Test-drive the GATK tools and Best Practices pipelines on Terra
Check out this blog post to learn how you can get started with GATK and try out the pipelines in preconfigured workspaces (with a user-friendly interface!) without having to install anything.
Are RGQ values greater than 99 valid?
I have two questions with regard to RGQ and the --includeNonVariantSites flag in GenotypeGVCFs:
1) I have read in another thread that GQ and RGQ are capped at 99. However, I am seeing values that go higher than this in my VCF. I wanted to check to make sure this was not indicative of a problem with the VCF.
2) I have also noticed that for sites with RGQ annotations (those sites that were determined to be monomorphic), if a genotype is uncalled (has a value of "./."), then there are fewer fields in the sample genotype blocks than there are in the genotype format field (column 9).
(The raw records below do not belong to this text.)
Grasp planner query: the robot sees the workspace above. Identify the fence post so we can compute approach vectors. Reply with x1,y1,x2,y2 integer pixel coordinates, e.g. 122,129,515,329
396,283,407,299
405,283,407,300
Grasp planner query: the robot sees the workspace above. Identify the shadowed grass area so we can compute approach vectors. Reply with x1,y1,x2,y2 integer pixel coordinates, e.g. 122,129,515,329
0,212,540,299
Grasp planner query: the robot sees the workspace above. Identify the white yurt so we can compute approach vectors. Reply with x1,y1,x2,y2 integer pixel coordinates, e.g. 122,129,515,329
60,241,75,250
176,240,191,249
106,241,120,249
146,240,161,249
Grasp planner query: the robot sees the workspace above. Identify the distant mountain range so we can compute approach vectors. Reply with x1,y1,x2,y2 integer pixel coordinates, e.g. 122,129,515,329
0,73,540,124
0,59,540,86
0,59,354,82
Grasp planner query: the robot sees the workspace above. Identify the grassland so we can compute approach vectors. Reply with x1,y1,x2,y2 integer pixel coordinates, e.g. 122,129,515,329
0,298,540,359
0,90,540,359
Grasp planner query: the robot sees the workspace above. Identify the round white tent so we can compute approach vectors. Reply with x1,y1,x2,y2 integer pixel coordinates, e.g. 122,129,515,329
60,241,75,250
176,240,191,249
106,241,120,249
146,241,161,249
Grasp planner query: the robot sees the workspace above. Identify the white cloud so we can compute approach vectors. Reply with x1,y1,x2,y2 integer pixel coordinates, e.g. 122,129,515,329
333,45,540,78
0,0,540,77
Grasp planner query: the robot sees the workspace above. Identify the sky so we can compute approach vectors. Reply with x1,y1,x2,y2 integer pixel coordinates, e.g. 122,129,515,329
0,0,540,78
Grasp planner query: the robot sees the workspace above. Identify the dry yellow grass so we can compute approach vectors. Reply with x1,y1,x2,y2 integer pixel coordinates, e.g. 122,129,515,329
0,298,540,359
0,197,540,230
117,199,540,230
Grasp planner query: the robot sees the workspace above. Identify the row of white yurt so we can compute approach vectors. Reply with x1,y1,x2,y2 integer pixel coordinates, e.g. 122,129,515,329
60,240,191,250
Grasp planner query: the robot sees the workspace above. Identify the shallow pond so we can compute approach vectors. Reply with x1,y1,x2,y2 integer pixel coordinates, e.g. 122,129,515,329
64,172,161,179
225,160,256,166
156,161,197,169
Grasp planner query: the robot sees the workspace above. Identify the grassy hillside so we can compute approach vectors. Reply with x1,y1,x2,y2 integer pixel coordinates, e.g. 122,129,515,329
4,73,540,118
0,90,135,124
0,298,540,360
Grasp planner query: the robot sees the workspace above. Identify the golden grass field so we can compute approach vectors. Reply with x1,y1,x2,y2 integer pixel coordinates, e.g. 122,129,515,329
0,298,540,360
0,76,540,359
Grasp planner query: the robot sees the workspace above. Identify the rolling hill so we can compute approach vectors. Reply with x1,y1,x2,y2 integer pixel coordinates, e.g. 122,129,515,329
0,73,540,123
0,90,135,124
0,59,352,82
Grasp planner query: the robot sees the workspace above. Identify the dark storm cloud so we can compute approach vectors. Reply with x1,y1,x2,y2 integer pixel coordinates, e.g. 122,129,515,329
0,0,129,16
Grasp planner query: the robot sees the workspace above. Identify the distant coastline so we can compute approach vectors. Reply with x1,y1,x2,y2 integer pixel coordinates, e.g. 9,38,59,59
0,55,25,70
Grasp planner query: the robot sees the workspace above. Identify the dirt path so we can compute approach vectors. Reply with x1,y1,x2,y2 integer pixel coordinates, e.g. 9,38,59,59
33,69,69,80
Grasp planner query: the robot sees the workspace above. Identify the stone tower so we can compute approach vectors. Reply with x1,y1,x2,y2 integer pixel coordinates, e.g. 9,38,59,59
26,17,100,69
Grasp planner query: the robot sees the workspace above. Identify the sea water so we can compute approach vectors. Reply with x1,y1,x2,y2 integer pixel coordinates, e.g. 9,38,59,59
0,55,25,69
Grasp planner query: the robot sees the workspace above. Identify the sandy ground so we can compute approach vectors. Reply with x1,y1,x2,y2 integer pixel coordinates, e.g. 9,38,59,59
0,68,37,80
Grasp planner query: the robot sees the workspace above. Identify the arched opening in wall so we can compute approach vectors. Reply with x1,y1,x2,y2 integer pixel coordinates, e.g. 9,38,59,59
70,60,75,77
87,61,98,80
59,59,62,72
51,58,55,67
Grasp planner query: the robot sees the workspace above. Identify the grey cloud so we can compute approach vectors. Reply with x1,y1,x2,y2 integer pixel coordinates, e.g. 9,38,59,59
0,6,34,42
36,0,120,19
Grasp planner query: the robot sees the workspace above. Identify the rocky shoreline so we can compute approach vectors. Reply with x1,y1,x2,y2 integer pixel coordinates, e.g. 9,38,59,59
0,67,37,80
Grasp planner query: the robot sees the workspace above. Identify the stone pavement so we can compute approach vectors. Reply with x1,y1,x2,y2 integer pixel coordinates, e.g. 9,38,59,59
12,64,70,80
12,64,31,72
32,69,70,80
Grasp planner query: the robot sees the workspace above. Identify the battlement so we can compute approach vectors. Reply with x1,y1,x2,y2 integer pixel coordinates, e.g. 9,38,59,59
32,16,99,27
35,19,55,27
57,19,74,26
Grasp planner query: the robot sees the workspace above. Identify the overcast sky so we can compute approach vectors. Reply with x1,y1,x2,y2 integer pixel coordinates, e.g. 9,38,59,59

Is this intentional?
For instance, here are the first 14 columns from one line that contains both questions--the second genotype only has three fields and the third, fourth and fifth genotypes have RGQ values of 102:
ABCF3 699 . T . 20.51 . AN=436;DP=34798;InbreedingCoeff=-0.1104 GT:AD:DP:RGQ 0/0:176,0:176:0 ./.:195,0:195 0/0:35,0:35:102 0/0:40,0:40:102 0/0:34,0:34:102
Are these things something that I should worry about? I'm using GATK nightly-2017-10-17-g1994025, and the command I used to genotype 283 gVCFs was:
java -Xmx200G -jar ./GenomeAnalysisTK.jar -T GenotypeGVCFs -nt 44 --includeNonVariantSites -R reference.fasta --variant allGVCFfiles.bqsr.list -o samples.bqsr.raw.allSites.vcf > allSites.log 2>&1
Thanks very much for the great work you do!